Lachgas als Partydroge

Es ist problemlos im Internet verfügbar, günstig und gilt unter jungen Menschen als harmlos. Lachgas wird in der Partyszene immer beliebter. Meist wird das N2O auf Partys als Schnüffelstoff etwa durch einen Ballon eingeatmet. Dann „tritt nach wenigen Sekunden ein Rausch ein, bei dem schwache Halluzinationen, Wärme- und Glücksgefühle empfunden werden“, heißt es dazu bei der Bundeszentrale für gesundheitliche Aufklärung. Meist verfliegt die Wirkung nach wenigen Minuten.

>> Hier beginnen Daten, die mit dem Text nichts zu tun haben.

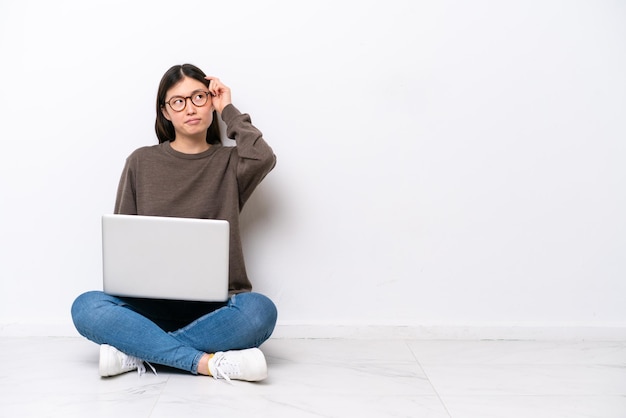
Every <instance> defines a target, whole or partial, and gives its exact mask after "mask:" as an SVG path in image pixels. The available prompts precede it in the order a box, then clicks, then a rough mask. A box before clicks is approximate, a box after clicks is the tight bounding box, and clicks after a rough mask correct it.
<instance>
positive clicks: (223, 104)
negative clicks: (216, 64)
mask: <svg viewBox="0 0 626 418" xmlns="http://www.w3.org/2000/svg"><path fill="white" fill-rule="evenodd" d="M204 78H205V79H207V80H209V81H210V83H209V93H210V94H211V103H213V107H214V108H215V110H217V112H218V113H219V114H222V110H224V108H225V107H226V106H228V105H229V104H231V103H232V102H231V97H230V88H229V87H228V86H226V85H225V84H224V83H222V82H221V81H220V79H219V78H217V77H212V76H206V77H204Z"/></svg>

Risiken und Nebenwirkungen

Der harmlose Name hat mit der Realität wenig zu tun: Vor allem in Kombination mit Alkohol oder anderen Drogen wie Cannabis kann den Konsumenten übel oder schwindlig werden, auch Stürze durch Taubheitsgefühle in Armen und Beinen kommen vor. Sehr hohe Lachgaskonzentrationen in der Atemluft führen zu Bewusstlosigkeit. Der Sauerstoffmangel kann das Gehirn massiv schädigen. Experten warnen davor, Lachgas direkt über eine Atemmaske oder aus einer über den Kopf gestülpten Tüte einzuatmen. Auch direkt aus einer Gaskapsel sollte man Lachgas nie inhalieren. Die Lippe kann daran festfrieren, Stimmbänder und Kehlkopf können durch die Kälte geschädigt werden.

Die Bundeszentrale für gesundheitliche Aufklärung warnt bei häufigem Einatmen von Lachgas vor Schäden der inneren Organe und des Nervensystems. So ist bekannt, das Lachgas die Struktur von Vitamin-B12 derart verändert, dass der Körper es nicht mehr zum Aufbau der isolierenden Nervenfaserhüllen nutzen kann. Andere Studien, beschrieben etwa auf der Seite drugcom.de, schildern schwere Koordinationsstörungen und Sehschwäche bei Langzeitkonsumenten. Auch Gedächtnisprobleme und eine Beeinträchtigung des Knochenmarkes und somit der Blutbildung sind Experten zufolge möglich. Ob Lachgas wie andere Drogen auch abhängig machen kann, darüber gehen die Expertenmeinungen auseinander.